The Federal Reserve raised its short-term federal funds rate 0.25% to a range of 1.75% to 2%, as expected, but also indicated two more rate hikes this year for a total of four, followed by three in 2019. As recently as March, the Fed was indicating just three hikes this year.
The more aggressive projection reflects a more bullish economic outlook from the Fed.
Fed policymakers lowered their median forecast for unemployment to 3.6% this year, down from 3.8% previously, and to 3.5% for the following two years.
At the same time they raised their median projections for headline Personal Consumption Expenditures, the Fed’s favored gauge of inflation, to 2.1% this year and the next two, up from 1.9% for 2018 and 2% for 2019 (its 2020 projection was unchanged). Core PCE inflation, which exempts food and energy, is projected to increase to 2% this year, up from 1.9% previously, and 2.1% for the each of the next two years.

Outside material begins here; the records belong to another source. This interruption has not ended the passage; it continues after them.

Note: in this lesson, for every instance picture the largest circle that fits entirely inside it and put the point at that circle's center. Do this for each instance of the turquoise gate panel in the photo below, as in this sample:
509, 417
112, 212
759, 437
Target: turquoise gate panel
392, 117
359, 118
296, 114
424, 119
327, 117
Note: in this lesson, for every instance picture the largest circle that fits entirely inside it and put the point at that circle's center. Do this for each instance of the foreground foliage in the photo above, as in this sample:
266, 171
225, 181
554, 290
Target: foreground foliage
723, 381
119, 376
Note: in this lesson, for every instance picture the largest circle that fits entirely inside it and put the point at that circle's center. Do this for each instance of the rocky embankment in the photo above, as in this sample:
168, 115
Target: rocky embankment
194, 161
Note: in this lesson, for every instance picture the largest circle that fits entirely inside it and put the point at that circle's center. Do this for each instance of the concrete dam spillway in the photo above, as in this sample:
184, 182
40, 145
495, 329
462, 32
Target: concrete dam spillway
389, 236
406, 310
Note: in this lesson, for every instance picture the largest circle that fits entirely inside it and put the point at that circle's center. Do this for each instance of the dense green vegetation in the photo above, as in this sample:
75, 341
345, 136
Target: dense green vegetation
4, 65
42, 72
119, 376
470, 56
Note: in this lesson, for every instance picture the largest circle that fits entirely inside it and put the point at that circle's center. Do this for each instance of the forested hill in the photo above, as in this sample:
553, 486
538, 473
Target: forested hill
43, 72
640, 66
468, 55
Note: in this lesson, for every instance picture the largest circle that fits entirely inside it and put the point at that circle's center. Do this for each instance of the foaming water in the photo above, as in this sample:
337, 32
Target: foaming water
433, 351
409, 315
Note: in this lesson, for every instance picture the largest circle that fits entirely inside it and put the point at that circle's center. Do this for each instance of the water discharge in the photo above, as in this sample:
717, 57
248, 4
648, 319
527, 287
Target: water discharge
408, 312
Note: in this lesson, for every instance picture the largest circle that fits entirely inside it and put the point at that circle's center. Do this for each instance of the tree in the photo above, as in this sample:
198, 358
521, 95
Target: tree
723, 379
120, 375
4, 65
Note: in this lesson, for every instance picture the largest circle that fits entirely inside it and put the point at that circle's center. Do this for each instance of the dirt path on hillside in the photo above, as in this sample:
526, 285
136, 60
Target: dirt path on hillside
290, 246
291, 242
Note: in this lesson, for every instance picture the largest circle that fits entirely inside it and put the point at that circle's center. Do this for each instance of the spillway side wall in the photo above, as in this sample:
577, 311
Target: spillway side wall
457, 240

Inflation is “just about at our 2% goal,” said Fed Chairman Jerome Powell in his press conference following the policy announcement from the Federal Open Market Committee. But he added that the central bank was “not ready to declare victory until we sustain that over time, which we haven’t done yet.”
The Fed also raised its median forecast for GDP growth in 2018 to 2.8%, up from 2.7%, but made no changes for projections of 2.4% and 2% for 2019 and 2020.
In its statement, the Fed noted that “economic activity as been rising at a solid rate, job gains have been strong … [and] business fixed investment has continued to grow strongly.”